When pipeline parallelism shines:

  • PCIe-only systems (no NVLink)
  • High throughput workloads with many concurrent requests
  • Multi-node deployments (PP across nodes, TP within nodes)
  • Memory-constrained setups where you need maximum weight distribution

Communication overhead is minimal. PP only requires point-to-point transfers between adjacent GPUs, not all-to-all synchronization. This is why PP works on PCIe while TP doesn't.

vLLM command:

vllm serve meta-llama/Llama-3.1-70B-Instruct \
  --pipeline-parallel-size 4

Expert Parallelism: For MoE Models Only

Expert parallelism applies only to Mixture-of-Experts architectures: Mixtral, DeepSeek-V2/V3, Llama 4, Qwen MoE variants, and similar models.

Why MoE needs special handling:

MoE models have many "expert" sub-networks. Only a few experts activate per token, but all expert weights must be in memory. DeepSeek-V3 has 256 experts totaling 671B parameters, but only activates ~37B per token.

Standard TP shards all experts across all GPUs. Every GPU has a slice of every expert.

Expert parallelism distributes complete experts across GPUs. Each GPU holds different experts entirely. Tokens route to whichever GPU has the relevant expert.

The KV cache problem with MoE:

DeepSeek uses Multi-Latent Attention (MLA), which has only one KV head. Standard tensor parallelism can't shard the KV cache across GPUs, there's only one head to shard.

Result: With TP=8 on DeepSeek, the KV cache is duplicated 8 times. Massive memory waste.

Data parallelism with expert parallelism (DP+EP) solves this. DP partitions the KV cache by request, while EP distributes experts. Each GPU holds 1/8 of the KV cache and 1/8 of the experts.

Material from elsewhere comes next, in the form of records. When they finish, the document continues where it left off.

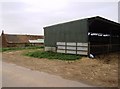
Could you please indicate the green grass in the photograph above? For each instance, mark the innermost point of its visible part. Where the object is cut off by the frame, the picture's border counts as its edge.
(18, 48)
(52, 55)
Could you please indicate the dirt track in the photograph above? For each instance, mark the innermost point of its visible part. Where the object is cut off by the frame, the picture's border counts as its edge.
(102, 71)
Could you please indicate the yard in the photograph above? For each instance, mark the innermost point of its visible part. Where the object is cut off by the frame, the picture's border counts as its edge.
(101, 71)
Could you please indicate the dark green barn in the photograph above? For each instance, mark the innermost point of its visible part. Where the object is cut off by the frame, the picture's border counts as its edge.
(94, 35)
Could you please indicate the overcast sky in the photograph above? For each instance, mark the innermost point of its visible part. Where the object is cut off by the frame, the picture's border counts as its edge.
(30, 16)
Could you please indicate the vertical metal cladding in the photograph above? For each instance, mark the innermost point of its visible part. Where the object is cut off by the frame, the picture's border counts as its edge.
(75, 31)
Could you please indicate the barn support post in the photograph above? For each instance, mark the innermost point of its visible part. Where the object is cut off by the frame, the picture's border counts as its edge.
(76, 48)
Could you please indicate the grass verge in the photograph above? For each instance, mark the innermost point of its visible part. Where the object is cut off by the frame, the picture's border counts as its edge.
(18, 48)
(52, 55)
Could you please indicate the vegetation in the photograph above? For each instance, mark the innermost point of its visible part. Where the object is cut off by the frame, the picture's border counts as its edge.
(18, 48)
(52, 55)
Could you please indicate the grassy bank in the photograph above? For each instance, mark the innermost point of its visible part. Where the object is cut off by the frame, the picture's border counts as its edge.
(52, 55)
(18, 48)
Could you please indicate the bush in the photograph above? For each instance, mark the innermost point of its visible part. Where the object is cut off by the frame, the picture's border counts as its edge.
(52, 55)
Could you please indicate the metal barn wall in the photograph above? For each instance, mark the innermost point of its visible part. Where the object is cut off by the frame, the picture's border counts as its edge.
(75, 31)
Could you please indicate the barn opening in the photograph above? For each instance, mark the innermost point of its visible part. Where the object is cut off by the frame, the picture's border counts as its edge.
(95, 35)
(103, 36)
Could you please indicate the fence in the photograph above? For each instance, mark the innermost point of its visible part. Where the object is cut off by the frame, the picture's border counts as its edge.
(72, 48)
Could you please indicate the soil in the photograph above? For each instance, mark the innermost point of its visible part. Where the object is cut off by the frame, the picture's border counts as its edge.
(100, 71)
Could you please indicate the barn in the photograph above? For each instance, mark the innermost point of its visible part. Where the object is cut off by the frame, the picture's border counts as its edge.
(95, 35)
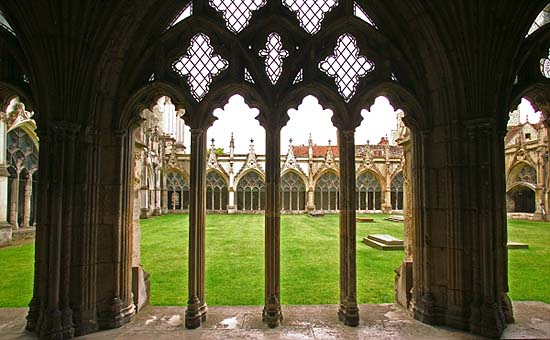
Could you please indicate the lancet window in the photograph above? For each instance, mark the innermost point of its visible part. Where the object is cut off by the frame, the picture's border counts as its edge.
(216, 192)
(327, 192)
(369, 192)
(178, 191)
(397, 192)
(293, 192)
(251, 192)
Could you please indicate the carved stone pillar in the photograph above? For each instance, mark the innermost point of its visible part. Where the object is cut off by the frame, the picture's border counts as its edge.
(27, 202)
(14, 200)
(196, 305)
(348, 312)
(272, 314)
(310, 199)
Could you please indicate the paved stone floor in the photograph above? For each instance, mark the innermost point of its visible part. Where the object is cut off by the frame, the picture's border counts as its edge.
(385, 321)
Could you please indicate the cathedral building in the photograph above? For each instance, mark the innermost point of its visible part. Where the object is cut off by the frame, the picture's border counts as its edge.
(90, 73)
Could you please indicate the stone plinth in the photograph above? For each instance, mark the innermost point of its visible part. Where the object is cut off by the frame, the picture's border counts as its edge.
(383, 242)
(5, 234)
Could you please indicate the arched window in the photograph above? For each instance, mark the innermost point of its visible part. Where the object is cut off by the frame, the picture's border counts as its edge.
(251, 192)
(216, 192)
(369, 193)
(293, 192)
(178, 191)
(527, 174)
(327, 192)
(520, 199)
(397, 192)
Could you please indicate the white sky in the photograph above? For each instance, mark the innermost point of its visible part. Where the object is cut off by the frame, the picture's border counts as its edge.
(310, 117)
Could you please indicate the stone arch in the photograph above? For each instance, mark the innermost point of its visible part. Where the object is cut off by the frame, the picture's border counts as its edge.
(327, 191)
(369, 189)
(250, 190)
(293, 191)
(217, 186)
(397, 191)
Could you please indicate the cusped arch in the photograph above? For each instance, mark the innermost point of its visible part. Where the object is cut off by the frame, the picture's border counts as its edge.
(302, 177)
(146, 97)
(322, 173)
(399, 97)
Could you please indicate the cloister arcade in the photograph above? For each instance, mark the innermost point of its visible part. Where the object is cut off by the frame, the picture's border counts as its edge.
(93, 71)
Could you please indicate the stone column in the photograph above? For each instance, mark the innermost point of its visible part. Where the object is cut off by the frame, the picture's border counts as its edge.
(5, 227)
(27, 202)
(348, 312)
(14, 201)
(310, 205)
(196, 305)
(272, 314)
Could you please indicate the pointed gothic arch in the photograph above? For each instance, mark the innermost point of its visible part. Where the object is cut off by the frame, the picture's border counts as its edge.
(250, 191)
(293, 191)
(217, 185)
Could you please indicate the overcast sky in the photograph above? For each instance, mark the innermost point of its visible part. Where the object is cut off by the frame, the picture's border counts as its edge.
(310, 117)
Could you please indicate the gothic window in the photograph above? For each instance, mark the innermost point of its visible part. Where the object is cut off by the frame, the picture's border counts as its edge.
(200, 65)
(310, 13)
(251, 192)
(527, 174)
(545, 66)
(274, 53)
(369, 192)
(216, 192)
(361, 14)
(346, 66)
(237, 13)
(520, 199)
(293, 192)
(178, 191)
(248, 76)
(185, 13)
(299, 77)
(542, 19)
(397, 192)
(327, 192)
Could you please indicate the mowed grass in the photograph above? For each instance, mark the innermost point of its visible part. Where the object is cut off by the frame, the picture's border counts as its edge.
(309, 261)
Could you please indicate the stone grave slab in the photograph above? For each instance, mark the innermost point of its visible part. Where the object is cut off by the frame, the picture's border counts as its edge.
(396, 218)
(517, 245)
(316, 213)
(383, 242)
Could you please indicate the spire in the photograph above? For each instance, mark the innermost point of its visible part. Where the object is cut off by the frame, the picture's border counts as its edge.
(231, 146)
(310, 144)
(290, 159)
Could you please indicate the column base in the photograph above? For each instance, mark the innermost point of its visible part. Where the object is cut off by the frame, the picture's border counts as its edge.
(272, 314)
(117, 316)
(349, 315)
(6, 234)
(487, 320)
(195, 314)
(56, 325)
(403, 283)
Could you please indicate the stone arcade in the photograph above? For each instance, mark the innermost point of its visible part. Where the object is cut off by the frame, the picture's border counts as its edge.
(456, 68)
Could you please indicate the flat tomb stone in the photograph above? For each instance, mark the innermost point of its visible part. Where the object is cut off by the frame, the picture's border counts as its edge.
(396, 218)
(517, 245)
(316, 214)
(383, 242)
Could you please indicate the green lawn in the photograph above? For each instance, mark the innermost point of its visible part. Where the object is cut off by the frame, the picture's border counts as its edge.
(309, 261)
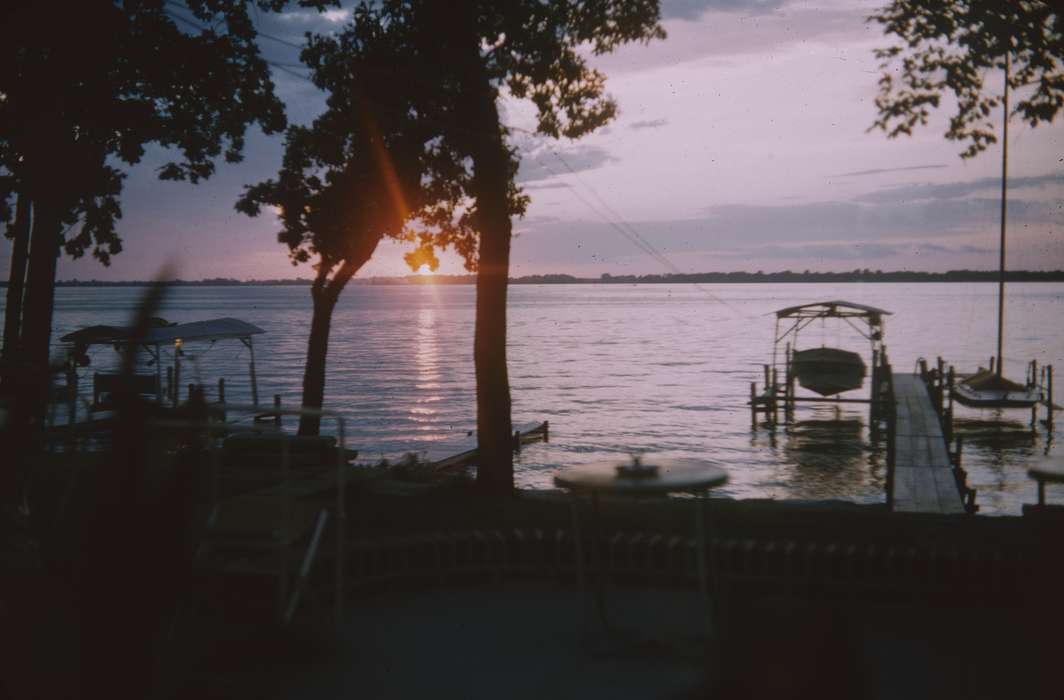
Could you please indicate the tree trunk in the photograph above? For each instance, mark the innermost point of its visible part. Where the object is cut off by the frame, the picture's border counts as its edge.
(36, 327)
(325, 293)
(495, 469)
(16, 281)
(317, 348)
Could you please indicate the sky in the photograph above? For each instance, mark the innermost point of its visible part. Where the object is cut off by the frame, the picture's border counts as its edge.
(742, 144)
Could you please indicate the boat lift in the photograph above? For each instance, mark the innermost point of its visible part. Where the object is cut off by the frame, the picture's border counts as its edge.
(152, 342)
(826, 370)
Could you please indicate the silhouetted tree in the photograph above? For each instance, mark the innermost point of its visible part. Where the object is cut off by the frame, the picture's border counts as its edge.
(948, 47)
(87, 87)
(469, 53)
(370, 167)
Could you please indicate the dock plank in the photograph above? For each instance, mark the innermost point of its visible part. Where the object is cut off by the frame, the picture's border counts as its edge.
(923, 475)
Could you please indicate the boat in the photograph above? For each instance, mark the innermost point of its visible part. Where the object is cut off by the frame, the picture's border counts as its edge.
(828, 370)
(154, 340)
(988, 388)
(824, 370)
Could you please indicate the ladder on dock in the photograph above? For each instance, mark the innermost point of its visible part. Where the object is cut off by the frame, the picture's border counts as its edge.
(462, 454)
(921, 477)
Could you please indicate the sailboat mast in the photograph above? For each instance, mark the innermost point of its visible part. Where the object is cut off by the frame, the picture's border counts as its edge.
(1004, 178)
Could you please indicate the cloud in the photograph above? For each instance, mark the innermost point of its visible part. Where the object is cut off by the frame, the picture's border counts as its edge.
(858, 173)
(694, 9)
(648, 123)
(869, 251)
(547, 162)
(831, 230)
(333, 16)
(550, 185)
(698, 34)
(957, 189)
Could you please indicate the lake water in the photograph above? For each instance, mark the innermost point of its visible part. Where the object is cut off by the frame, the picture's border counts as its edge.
(619, 369)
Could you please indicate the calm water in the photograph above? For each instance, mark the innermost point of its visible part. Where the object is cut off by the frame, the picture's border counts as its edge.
(662, 369)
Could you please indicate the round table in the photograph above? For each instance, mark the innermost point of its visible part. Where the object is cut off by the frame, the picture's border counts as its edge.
(672, 476)
(1049, 469)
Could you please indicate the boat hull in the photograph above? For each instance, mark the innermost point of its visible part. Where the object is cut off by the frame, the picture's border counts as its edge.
(828, 370)
(996, 398)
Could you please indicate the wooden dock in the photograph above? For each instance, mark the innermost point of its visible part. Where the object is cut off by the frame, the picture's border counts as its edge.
(463, 453)
(923, 475)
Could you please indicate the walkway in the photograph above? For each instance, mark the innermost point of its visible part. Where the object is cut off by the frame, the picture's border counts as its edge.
(923, 475)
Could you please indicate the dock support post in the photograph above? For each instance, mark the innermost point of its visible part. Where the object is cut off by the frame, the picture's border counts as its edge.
(753, 404)
(775, 395)
(1049, 397)
(251, 370)
(177, 376)
(938, 382)
(788, 386)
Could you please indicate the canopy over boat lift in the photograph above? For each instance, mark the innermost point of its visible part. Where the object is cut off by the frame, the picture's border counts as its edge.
(175, 335)
(826, 371)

Configuration matters enormously for MoE:

Config KV Cache Experts Best For
TP=8 Duplicated 8× Sharded Low concurrency, latency-focused
DP=8 + EP Partitioned Distributed High concurrency, throughput-focused

vLLM commands:

# TP with expert parallelism (low concurrency)
vllm serve deepseek-ai/DeepSeek-V3 \
  --tensor-parallel-size 8 \
  --enable-expert-parallel

# DP with expert parallelism (high concurrency)
vllm serve deepseek-ai/DeepSeek-V3 \
  --data-parallel-size 8 \
  --enable-expert-parallel \
  --disable-nccl-for-dp-synchronization

The Problems Nobody Warns You About

These issues cause real production failures. I've seen teams spend weeks debugging problems that are fundamental to distributed inference, not configuration mistakes.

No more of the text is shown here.